Cosa rimane del #WPC2016: le impressioni di un system integrator italiano



La tre giorni dell’evento Microsoft dedicato al mondo dei partner è stata una conferma della necessità di un cambiamento nel business quotidiano del canale. E di una maggiore attenzione all’innovazione

Gianluigi Torchiani

15 Lug 2016


L’edizione 2016 del WPC si è conclusa, lasciando numerosi spunti ai partner di tutto il mondo. Fausto Turco, Ceo di Si-Net, ha raccontato a Digital4Trade le impressioni della tre giorni di Toronto: «Da questo WPC ho preso la consapevolezza che la nuova tecnologia sta veramente correndo e ci sta “investendo”, dobbiamo sapere salire il prima possibile sul treno, perché sono convinto che è un momento storico. Le soluzioni e le piattaforme sono pronte, disponibili, sviluppabili e integrabili, sia con processi antichi di aziende consolidate che processi di start up. Noi italiani siamo troppo legati – io in “primis” – a salvare e proteggere il consolidato, non abbiamo né tempo né occhi per guardare fuori e vedere cosa sta succedendo. Spesso abbiamo paura ad andare a proporre qualcosa di innovativo ai nostri clienti, che ci seguono anche da decenni. Per timore di svegliarli, non ci andiamo e non gli diciamo cosa sta succedendo, col rischio che se passa qualcuno da loro, lo perdiamo».

Tutto questo deve provocare un profondo cambiamento nel business del canale: «Non dobbiamo andare dal nostro cliente “storico” e dire “ guarda c’è questa ultima tecnologia che sono sicuro fa per te, che ti conosco, e costa tot”. Questo è un vecchio modello di business, dobbiamo cambiare approccio e comunicazione, dobbiamo andare da loro con delle soluzioni già pronte. I clienti si aspettano che noi gli forniamo prove tangibili che la Digital Transformation possa aiutarli. Dobbiamo quindi mostrare loro come lavorerebbero meglio i collaboratori, come possono comunicare meglio con i propri clienti, come possono analizzare meglio i processi in Real Time.

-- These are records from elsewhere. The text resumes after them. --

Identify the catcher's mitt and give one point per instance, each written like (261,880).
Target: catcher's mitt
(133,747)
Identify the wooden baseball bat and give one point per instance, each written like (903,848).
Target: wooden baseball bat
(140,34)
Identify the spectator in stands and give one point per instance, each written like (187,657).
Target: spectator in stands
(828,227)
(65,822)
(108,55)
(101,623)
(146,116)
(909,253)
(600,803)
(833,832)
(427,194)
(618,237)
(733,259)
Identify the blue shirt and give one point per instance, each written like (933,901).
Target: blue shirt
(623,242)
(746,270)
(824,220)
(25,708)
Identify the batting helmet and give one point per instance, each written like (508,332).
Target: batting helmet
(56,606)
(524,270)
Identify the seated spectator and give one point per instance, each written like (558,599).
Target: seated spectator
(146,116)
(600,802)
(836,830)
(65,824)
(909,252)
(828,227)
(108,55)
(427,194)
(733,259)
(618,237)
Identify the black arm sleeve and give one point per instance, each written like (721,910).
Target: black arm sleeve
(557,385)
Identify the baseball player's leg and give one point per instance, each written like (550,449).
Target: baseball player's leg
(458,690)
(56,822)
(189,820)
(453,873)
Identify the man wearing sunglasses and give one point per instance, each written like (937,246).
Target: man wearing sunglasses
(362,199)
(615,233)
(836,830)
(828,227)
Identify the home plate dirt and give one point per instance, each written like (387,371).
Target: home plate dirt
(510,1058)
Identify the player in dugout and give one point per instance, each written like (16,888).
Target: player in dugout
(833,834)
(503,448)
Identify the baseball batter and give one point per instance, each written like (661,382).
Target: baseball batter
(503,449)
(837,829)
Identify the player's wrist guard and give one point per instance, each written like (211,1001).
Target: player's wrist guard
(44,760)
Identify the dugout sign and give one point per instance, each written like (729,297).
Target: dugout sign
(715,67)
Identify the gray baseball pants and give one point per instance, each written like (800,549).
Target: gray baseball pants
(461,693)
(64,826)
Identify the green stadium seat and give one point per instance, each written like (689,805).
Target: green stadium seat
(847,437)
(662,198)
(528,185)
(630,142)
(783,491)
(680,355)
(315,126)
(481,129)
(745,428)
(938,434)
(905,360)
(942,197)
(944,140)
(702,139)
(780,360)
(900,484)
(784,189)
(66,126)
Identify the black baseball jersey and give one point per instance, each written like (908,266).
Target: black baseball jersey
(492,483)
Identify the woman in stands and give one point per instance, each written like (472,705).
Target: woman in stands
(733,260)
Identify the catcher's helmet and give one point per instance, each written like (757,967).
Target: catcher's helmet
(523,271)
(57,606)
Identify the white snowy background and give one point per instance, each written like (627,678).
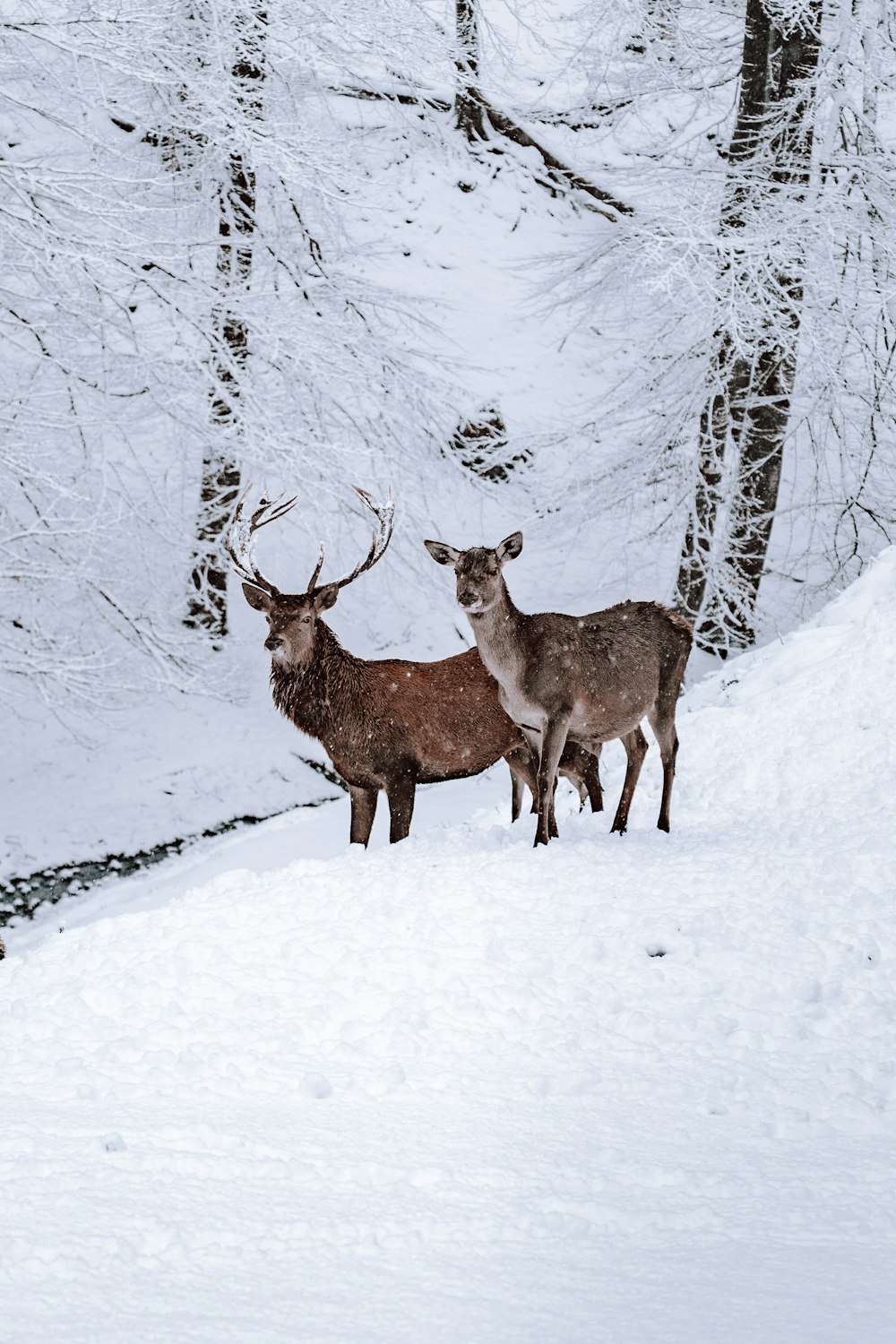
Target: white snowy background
(621,1090)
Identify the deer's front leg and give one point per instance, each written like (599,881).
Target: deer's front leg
(401,800)
(363,812)
(552,744)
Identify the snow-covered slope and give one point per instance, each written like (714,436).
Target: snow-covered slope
(460,1090)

Insomma, dobbiamo dimostrarglielo, non solo informarli».

Anche se, forse, in Italia, il cambiamento si sta imponendo in maniera meno drastica, riflette Turco: «Abbiamo alcuni paesi europei in cui Office 365 viaggia con incrementi percentuali a 3 cifre, mentre in Italia facciamo fatica a superare le 2. E questo è solo un dato. In Italia siamo abituati a cambiare, quando siamo costretti, dopo un adempimento di legge che ce lo chiede (vedi Fatturazione Elettronica) o quando si rompe qualcosa, o quando un nostro competitor ha cominciato a fare numeri interessanti. Non cambiamo perché ci sono soluzioni che ci premettono di crescere e migliorare perché l’IT lo vediamo come costo da ammortizzare e non come una risorsa del nostro business, è questa la nostra difficoltà. All’estero stanno sparendo le catene della grande distribuzione IT, da noi sia per il consumer che per il business, si fa la coda a volte al sabato e alla domenica, oppure si cerca il prezzo più basso su internet per trovare 10 PC a 30 euro in meno. Qui sta la differenza, qui cerchiamo prodotti, fuori cercano soluzioni. Ci vorrà tempo, ma penso che un cambiamento di approccio di questo tipo sarà inevitabile anche in Italia».